Topics extraction & named entity recognition

Extract the most relevant information

Topics Extraction enables to tag names of people, places or organizations in any type of content, in order to make it more findable and linkable to other contents. Tagging this information facilitates to structure any type of unstructured information (text, audio or video) and get its semantic mark.
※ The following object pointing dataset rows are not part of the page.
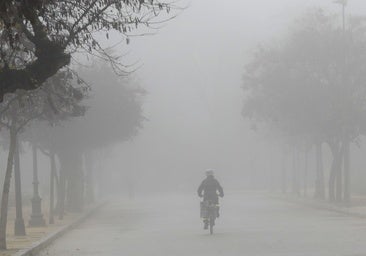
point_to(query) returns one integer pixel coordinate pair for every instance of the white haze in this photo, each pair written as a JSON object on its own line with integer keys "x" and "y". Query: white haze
{"x": 192, "y": 71}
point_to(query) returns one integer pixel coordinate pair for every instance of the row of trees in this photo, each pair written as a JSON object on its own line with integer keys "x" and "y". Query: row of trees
{"x": 45, "y": 103}
{"x": 310, "y": 90}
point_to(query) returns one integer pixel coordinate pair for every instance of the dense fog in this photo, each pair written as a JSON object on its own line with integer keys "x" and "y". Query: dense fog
{"x": 125, "y": 112}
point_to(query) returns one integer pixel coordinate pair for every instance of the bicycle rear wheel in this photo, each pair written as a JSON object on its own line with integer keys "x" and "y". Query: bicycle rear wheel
{"x": 212, "y": 223}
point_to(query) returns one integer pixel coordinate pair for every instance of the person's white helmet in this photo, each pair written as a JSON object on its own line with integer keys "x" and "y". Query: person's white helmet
{"x": 209, "y": 172}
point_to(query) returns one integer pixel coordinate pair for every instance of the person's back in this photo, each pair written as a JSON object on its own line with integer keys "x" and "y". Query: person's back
{"x": 209, "y": 188}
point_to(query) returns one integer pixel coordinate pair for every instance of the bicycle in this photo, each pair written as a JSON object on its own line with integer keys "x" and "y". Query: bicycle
{"x": 209, "y": 213}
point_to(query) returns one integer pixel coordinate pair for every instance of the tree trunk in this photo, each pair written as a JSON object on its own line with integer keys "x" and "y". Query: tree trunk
{"x": 319, "y": 183}
{"x": 5, "y": 194}
{"x": 295, "y": 173}
{"x": 306, "y": 172}
{"x": 89, "y": 183}
{"x": 61, "y": 194}
{"x": 52, "y": 189}
{"x": 72, "y": 171}
{"x": 335, "y": 184}
{"x": 347, "y": 174}
{"x": 36, "y": 216}
{"x": 284, "y": 174}
{"x": 19, "y": 228}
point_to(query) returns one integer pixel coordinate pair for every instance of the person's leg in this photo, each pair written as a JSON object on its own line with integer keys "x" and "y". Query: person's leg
{"x": 205, "y": 223}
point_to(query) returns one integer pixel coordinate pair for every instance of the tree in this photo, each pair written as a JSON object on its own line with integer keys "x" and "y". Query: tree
{"x": 312, "y": 89}
{"x": 38, "y": 37}
{"x": 20, "y": 109}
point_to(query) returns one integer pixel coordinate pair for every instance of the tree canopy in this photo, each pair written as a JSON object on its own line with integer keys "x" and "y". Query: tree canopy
{"x": 38, "y": 36}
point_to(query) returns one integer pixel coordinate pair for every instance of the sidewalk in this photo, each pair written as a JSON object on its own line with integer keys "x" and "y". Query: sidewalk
{"x": 39, "y": 237}
{"x": 356, "y": 209}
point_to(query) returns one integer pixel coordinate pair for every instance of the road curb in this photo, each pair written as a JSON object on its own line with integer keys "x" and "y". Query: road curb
{"x": 322, "y": 206}
{"x": 36, "y": 247}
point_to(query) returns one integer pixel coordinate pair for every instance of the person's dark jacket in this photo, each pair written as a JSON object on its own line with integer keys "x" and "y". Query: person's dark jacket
{"x": 209, "y": 187}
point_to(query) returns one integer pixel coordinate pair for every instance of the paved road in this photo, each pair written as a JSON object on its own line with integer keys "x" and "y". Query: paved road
{"x": 250, "y": 224}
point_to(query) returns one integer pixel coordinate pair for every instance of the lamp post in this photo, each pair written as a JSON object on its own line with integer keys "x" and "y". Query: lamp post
{"x": 346, "y": 191}
{"x": 343, "y": 4}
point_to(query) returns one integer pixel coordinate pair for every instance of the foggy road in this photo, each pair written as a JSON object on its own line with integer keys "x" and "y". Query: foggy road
{"x": 250, "y": 224}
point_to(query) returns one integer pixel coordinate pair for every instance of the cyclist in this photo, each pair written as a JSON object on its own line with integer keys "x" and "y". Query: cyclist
{"x": 208, "y": 190}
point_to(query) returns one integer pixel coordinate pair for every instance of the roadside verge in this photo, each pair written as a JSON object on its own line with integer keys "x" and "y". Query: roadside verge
{"x": 36, "y": 247}
{"x": 355, "y": 211}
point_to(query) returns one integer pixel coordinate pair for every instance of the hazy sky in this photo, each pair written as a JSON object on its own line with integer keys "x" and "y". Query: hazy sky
{"x": 192, "y": 71}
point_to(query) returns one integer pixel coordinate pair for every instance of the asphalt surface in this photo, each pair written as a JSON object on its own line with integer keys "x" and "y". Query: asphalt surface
{"x": 250, "y": 224}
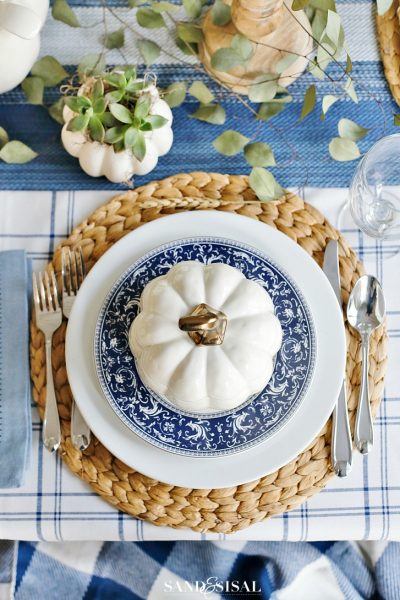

MeaningCloud's Topics Extraction API

This API extracts from a text the most relevant information, such as people, places, organizations or products mentioned, known as named entities. In addition, it also identifies the main concepts and many other relevant data as dates, phone numbers, money amounts or electronic addresses (URLs, emails, hashtags). These entities, concepts and values provide a semantic representation of a document, enabling to develop intelligent applications to process content in several languages. However, the analysis is not limited to the identification of a mentioned entity: through a coreferential analysis it is linked to external resources representing it, such as Wikipedia or Linked Data.

MeaningCloud identifies this information in any type of text, being it a web page, piece of news, social network content or audio and video transcript. It is able to carry out the analysis not only in different languages (multi-language), but also using a common set of types (multilingual). This hierarchy of entity types, which is known as ontology, contains more than 200 classes allowing to say, for example, that Google is an organization and a software company at the same time.

Moreover, you can also add your own dictionaries to extend MeaningCloud's capabilities of tagging entities and concepts and adapt them to a different domain or to your application's requirements. Do you need to analyze documents on biomedicine? You can incorporate the names of drugs, active ingredients or diseases to semantically analyze scientific literature.

Advantages of automatizing information extraction. Applications

The annotation of entities, as well as their classification and disambiguation, improves information retrieval, search engine positioning or the recommendation of related content. Furthermore, it is a basic task to permit the semantic information processing to extract relations or tag the sentiment associated with an entity.

Competitive intelligence

Extract the most relevant entities and concepts from any piece of news or web content to monitor trends and create business intelligence applications.

Social media analysis

Find out the subjects and the interests of your target audience in social networks. Identify the trends associated with the conversation topics.

Search and content recommendation

Tag your content or your products using the categories as an aid to navigation or to detect related content in your website.

Highlights of our Topics Extraction API

Types of entities

Not only people, places and organizations. Use an extended hierarchy with more than 200 entity types and subtypes.

Concepts extraction

Tag and group the main concepts, including the multiword ones (e.g. "financial crisis") and find out their relevance.

Quotes and other relevant data

Tag quotes or indirect speech and identify in the text whom it is ascribed to. Ideal for analyzing news and social networks. Extract also other relevant data such as dates, money amounts, or phone numbers.

Disambiguation of entities and coreference

Use contextual hints to identify which entity is mentioned and its type, if several share the same name. Do not confuse the city of Barcelona with the football team.

Multiple languages

Extract entities with a common taxonomy for Spanish, English, French, Italian and Catalan.

Wikipedia and Linked Data

Link tagged entities to Wikipedia pages or Linked Data cloud resources like Freebase and Dbpedia.